Uns dias em Nova Iorque explicam o silêncio de alguns dias neste blogue, som e visão devidamente repostos desde ontem. Dias naturalmente passados avenidas acima, avenidas abaixo, ruas a leste ruas a oeste, com parte substancial do tempo, como sempre, entre o Greenwich Village (sobretudo a irresistível Bleeker Street, casa de algumas das melhores lojas de discos da cidade), o East Village, o Soho e TriBeCa. Livros muitos, DVDs idem idem, CDs também, nem todos com lançamento previsto por estes lados, mas dos quais aqui se dará notícia. A abrir uma série de posts nova-iorquinos, uma imagem viva de Times Square que, apesar de ex-libris de NYC, lembra sempre mais Tóquio que a grande maçã… Basta depois olhar para os cartazes dos musicais que moram nas imediações, entre a rua 42 e 49, entre a oitava avenida e a sétima, Broadway pelo meio, para nos assegurarmos que estamos no sítio certo.
Etapa protagonista da viagem (e seu motivo principal), os concertos dos Scissor Sisters no Bowery Ballroom, uma velha sala de danças com todos em Delancey Street, zona Norte da degradada Chinatown, mas onde não faltou a nata da celebridade local, Cher entre as mais destacadas presenças na pequena sala para 498 lugares (sim, número preciso indicado num cartaz à entrada). A banda interrompeu, por dois dias, os trabalhos de gravação do seu segundo álbum, que entretanto retomaram para poder assegurar lançamento no fim do Verão. Os concertos foram, ostensivamente, de apresentação (leia-se teste) das novas canções, com um total de oito inéditos escutados num serão de 15 canções. Belíssimas surpresas sobretudo em I Can’t Decide, um híbrido pop viçoso e luminoso que nasce entre a country e o vaudeville, e desde já candidata a ser uma das melhores canções do ano. Muito boa ainda If You Want These Lips, um cruzamento de glam rock com electrónica que vai ser festa em disco e ao vivo. Aplauso também para a sólida balada que é Land Of A Thousand Words, evocação directa das memórias de Elton John nos anos 70 (e milhas acima da apenas morninha Mary). Das oito canções novas destacou-se uma evidente presença protagonista de temperos glam, mas as marcas de identidade do álbum de estreia, o disco sound à Bee Gees (bem evidente em I Don’t Feel Like Dancing) e um rock vivo e festivo dominam a oferta. Quanto à questão de que se fala, ou seja, quem é o convidado “mistério” do álbum, as dúvidas mantém-se. Há uma canção, que creio chamar-se The Other Side, que tresanda a Roxy Music de finais de 70 (ou seja, será Bryan Ferry?)… Mas na folha de alinhamento, no chão do palco, um dos temas vinha apenas citado como Paul McCartney… Será o título da canção? Ou o do convidado? Ficamos à espera da resposta… Quanto à reportagem completa, podem contar com ela, brevemente nas páginas da ‘6ª’, no DN.

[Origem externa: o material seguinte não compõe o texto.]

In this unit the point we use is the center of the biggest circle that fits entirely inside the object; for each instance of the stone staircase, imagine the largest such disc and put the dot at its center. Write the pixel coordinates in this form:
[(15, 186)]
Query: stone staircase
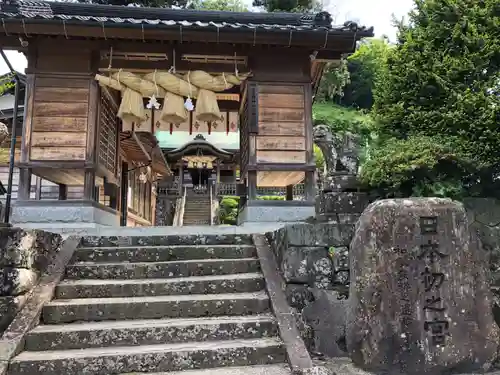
[(158, 305), (197, 209)]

A imagem do concerto neste post foi tirada do fórum do site oficial dos Scissor Sisters, assinada por Missmodernage.
Entre as leituras desta viagem um pequeno livro da série 33 1/3, dedicado ao álbum de estreia dos Ramones. Leitura certa no lugar certo e a revelação de um dos melhores títulos da série, capaz de contextualizar o nascimento do punk nova iorquino no seu lugar e tempo, justificando-o, por oposição ao punk britânico como um fenómeno de características sociais menos sombrias, e com relação directa entre uma tradição de ligação entre a alta e baixa cultura, que Andy Warhol e suas ramificações inscreveram na história cultural da cidade. E, claro, não falta neste retrato, e sobretudo tratando-se do caso Ramones, a constatação de que um sentido de humor muito peculiar dominou a génese de um movimento que, contra a memória politizada da geração hippie de finais de 60, nem quis ser político (o livro desmonta até as iconografias nazis da época) nem transformou os seus fiéis em crentes de dogmas niveladores e silenciadores da diferença. Pelo contrário, e como poucos outros movimentos culturais pop, o punk promoveu a individualidade, a identidade, a afirmação da diferença. O autor, Nicholas Rombes, é professor de inglês numa universidade em Detroit, mas faz do seu olhar sobre o punk, os Ramones e a Nova Iorque de 1974 a 76 um espaço de leitura contagiante, de imagens claras e expressivas, e sem qualquer manifestação de academismo. Brilhante!